En 2014, seulement 39% des migrants illégaux faisant l'objet d'une obligation de quitter l'UE ont réellement quitté le territoire européen.

«Nous pouvons accepter et soutenir les gens qui ont besoin d'une protection (les réfugiés, ndlr) seulement si ceux qui n'en ont pas besoin ne viennent pas ou sont renvoyés rapidement», a estimé le ministre allemand de l'Intérieur Thomas de Maizière.

Ce dossier sera au coeur du sommet prévu les 11 et 12 novembre à La Valette (Malte), qui va réunir l'UE et des pays africains.

Meilleur contrôle des frontières

Les ministres ont par ailleurs réaffirmé leur volonté de reprendre d'urgence la maîtrise des frontières extérieures de l'UE, apparues comme perméables au point de conduire plusieurs États de l'espace Schengen à rétablir des contrôles à leurs frontières nationales.

«Si on ne parvient pas à rendre plus efficace le contrôle des frontières extérieures, il y a un risque énorme que Schengen ne survive pas», a lancé M. Asselborn, qui se rend vendredi en Italie puis en Grèce avec M. Avramopoulos.

Les deux dirigeants iront constater sur l'île de Lampedusa, puis à Athènes, l'avancée des «hotspots», des centres d'accueil et d'enregistrement des migrants.

Mais le chancelier autrichien Werner Faymann a émis des doutes jeudi sur la possibilité qu'ils ouvrent comme prévu d'ici fin novembre. «Il faudrait significativement plus de moyens et de personnel», a-t-il commenté.

C'est à partir de ces centres que doit être opéré le premier «tri» entre les arrivants dont la vie n'est pas menacée dans leurs pays, et qui doivent donc être rapatriés, et ceux qui peuvent prétendre au statut de réfugiés.
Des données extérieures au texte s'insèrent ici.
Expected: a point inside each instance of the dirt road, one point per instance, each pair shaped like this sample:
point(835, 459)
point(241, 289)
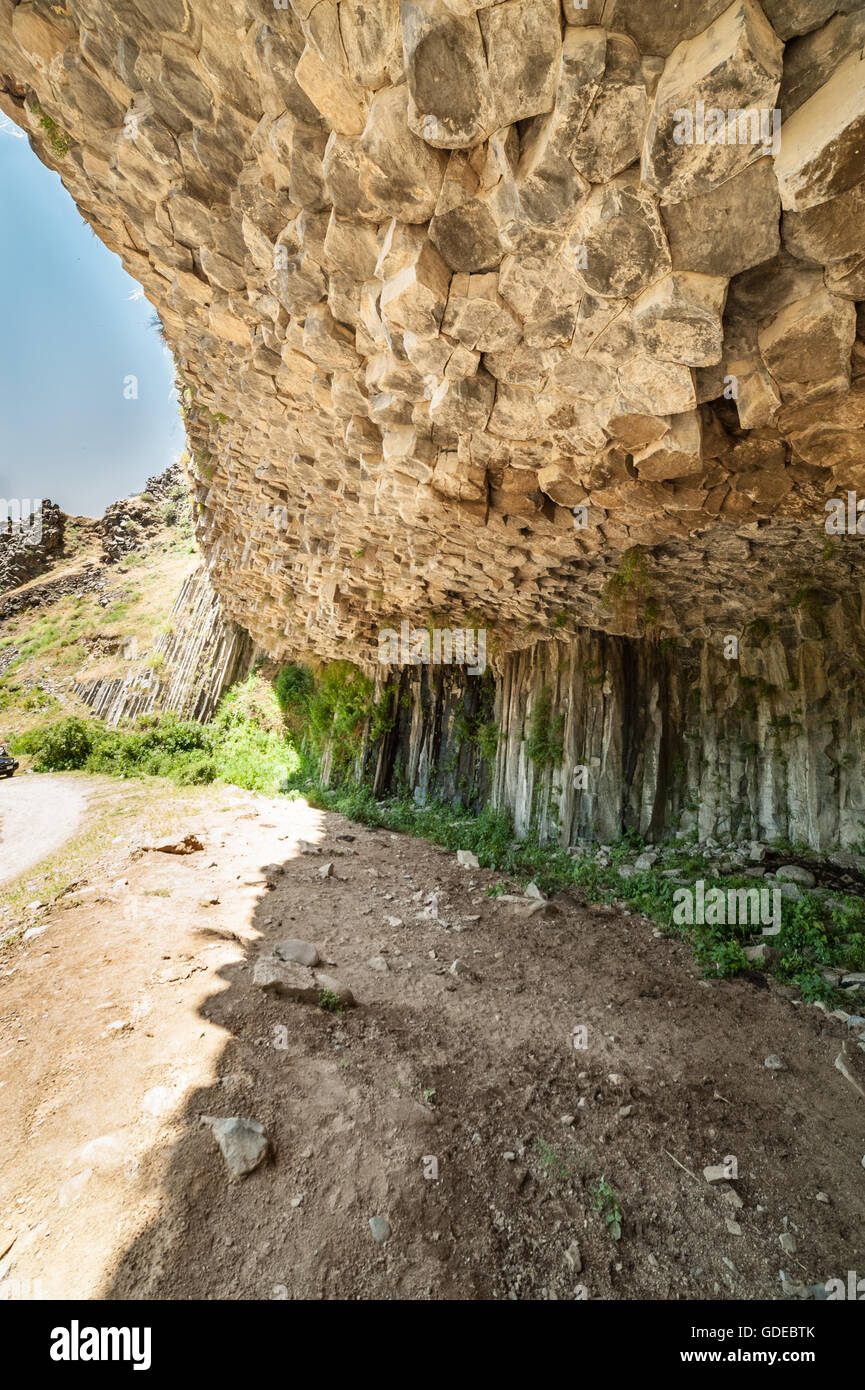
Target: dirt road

Parmi ces derniers, Syriens, Irakiens et Érythréens arrivés en Italie et en Grèce pourront ensuite être envoyés dans d'autres pays de l'UE selon le plan de répartition de 160 000 réfugiés adopté en septembre.

«Cette crise des réfugiés va durer»

Le ministre français Bernard Cazeneuve a plaidé jeudi pour la mise en place à long terme d'un véritable «corps de garde-frontières européens», qui pourrait être déployé sur décision des autorités européennes dans les zones soumises à une forte pression migratoire. Ce projet, avancé par la Commission, ne fait pas l'unanimité.
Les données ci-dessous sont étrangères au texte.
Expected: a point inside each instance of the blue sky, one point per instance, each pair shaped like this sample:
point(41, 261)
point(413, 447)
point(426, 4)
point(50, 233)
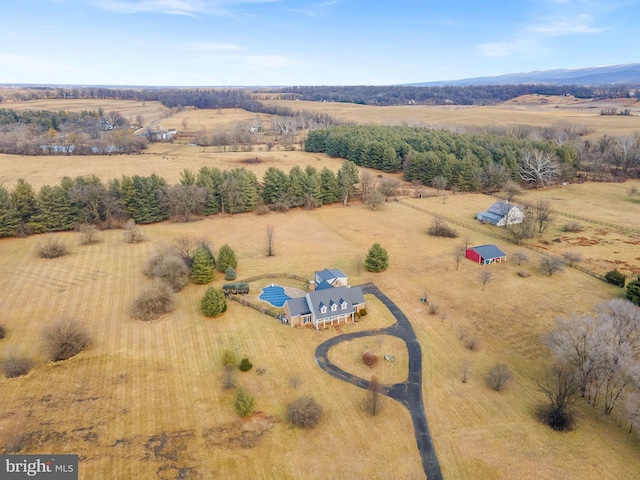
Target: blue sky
point(299, 42)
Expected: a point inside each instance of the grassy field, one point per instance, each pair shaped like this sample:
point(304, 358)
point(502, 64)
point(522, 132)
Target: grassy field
point(146, 400)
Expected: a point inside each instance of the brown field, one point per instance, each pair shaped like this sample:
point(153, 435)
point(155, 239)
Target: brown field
point(522, 112)
point(146, 399)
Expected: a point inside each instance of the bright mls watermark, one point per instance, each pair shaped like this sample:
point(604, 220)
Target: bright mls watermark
point(51, 467)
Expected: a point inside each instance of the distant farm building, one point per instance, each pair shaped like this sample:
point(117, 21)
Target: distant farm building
point(486, 254)
point(502, 213)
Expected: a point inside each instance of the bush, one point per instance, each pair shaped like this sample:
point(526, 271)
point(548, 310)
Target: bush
point(230, 274)
point(616, 278)
point(65, 339)
point(229, 357)
point(305, 412)
point(498, 376)
point(244, 403)
point(16, 366)
point(213, 303)
point(370, 359)
point(88, 234)
point(132, 233)
point(574, 227)
point(153, 302)
point(168, 266)
point(440, 229)
point(245, 365)
point(52, 247)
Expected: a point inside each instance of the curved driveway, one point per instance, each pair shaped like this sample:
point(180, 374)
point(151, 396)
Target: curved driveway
point(409, 392)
Tous les États membres sont tombés d'accord pour renforcer l'agence européenne Frontex, chargée de la surveillance des frontières extérieures de l'UE.

Frontex a appelé cette semaine les pays membres de l'UE à mettre à sa disposition 775 gardes-frontières supplémentaires pour «gérer la pression migratoire». La réponse devra être donnée à l'occasion d'un nouveau sommet européen à Bruxelles, les 15-16 octobre.
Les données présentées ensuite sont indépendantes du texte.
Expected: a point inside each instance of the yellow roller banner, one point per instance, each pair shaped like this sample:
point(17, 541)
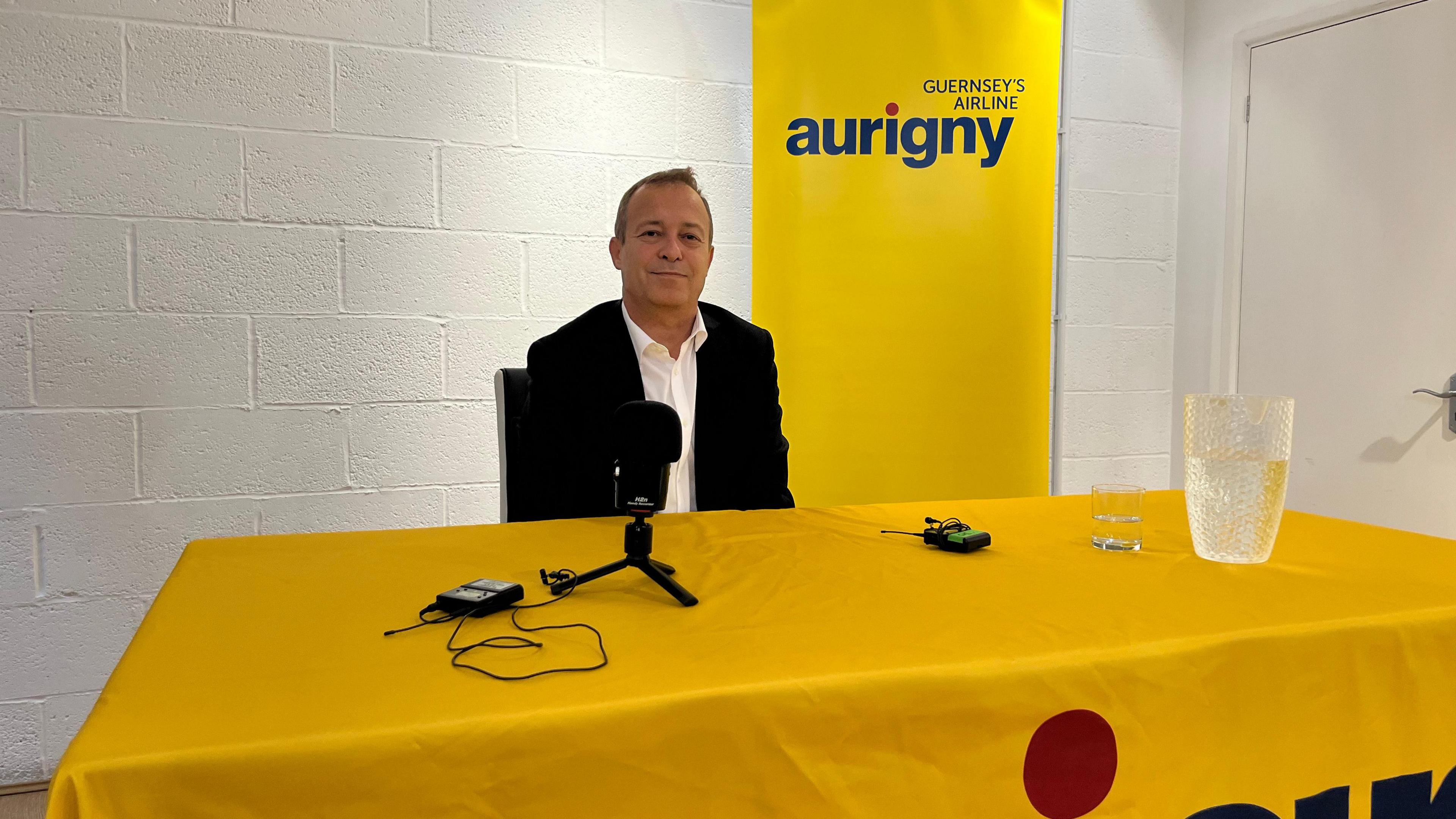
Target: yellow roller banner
point(905, 167)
Sur la «Route des Balkans», empruntée par 428 000 migrants depuis le début de l'année, la Macédoine a fait face jeudi à une nouvelle vague de migrants, avec 10 000 entrées en provenance de la Grèce au cours des dernières 24 heures.

L'UE s'est justement engagée jeudi soir à aider davantage les pays de transit des Balkans occidentaux et les voisins de la Syrie, frappés par l'exode de réfugiés vers l'Europe, tout en leur demandant des contreparties, lors d'une conférence à Luxembourg avec des représentants de tous ces pays.

Les Européens attendent notamment «des Balkans qu'ils contribuent à stabiliser la situation» et qu'ils jouent un rôle de «frein au mouvement» des réfugiés, a expliqué Jean Asselborn.

«Cette crise des réfugiés va durer un certain nombre d'années», a prévenu la Commission européenne, Jean-Claude Juncker, depuis Passau, dans le sud de l'Allemagne, où il visitait un centre d'accueil.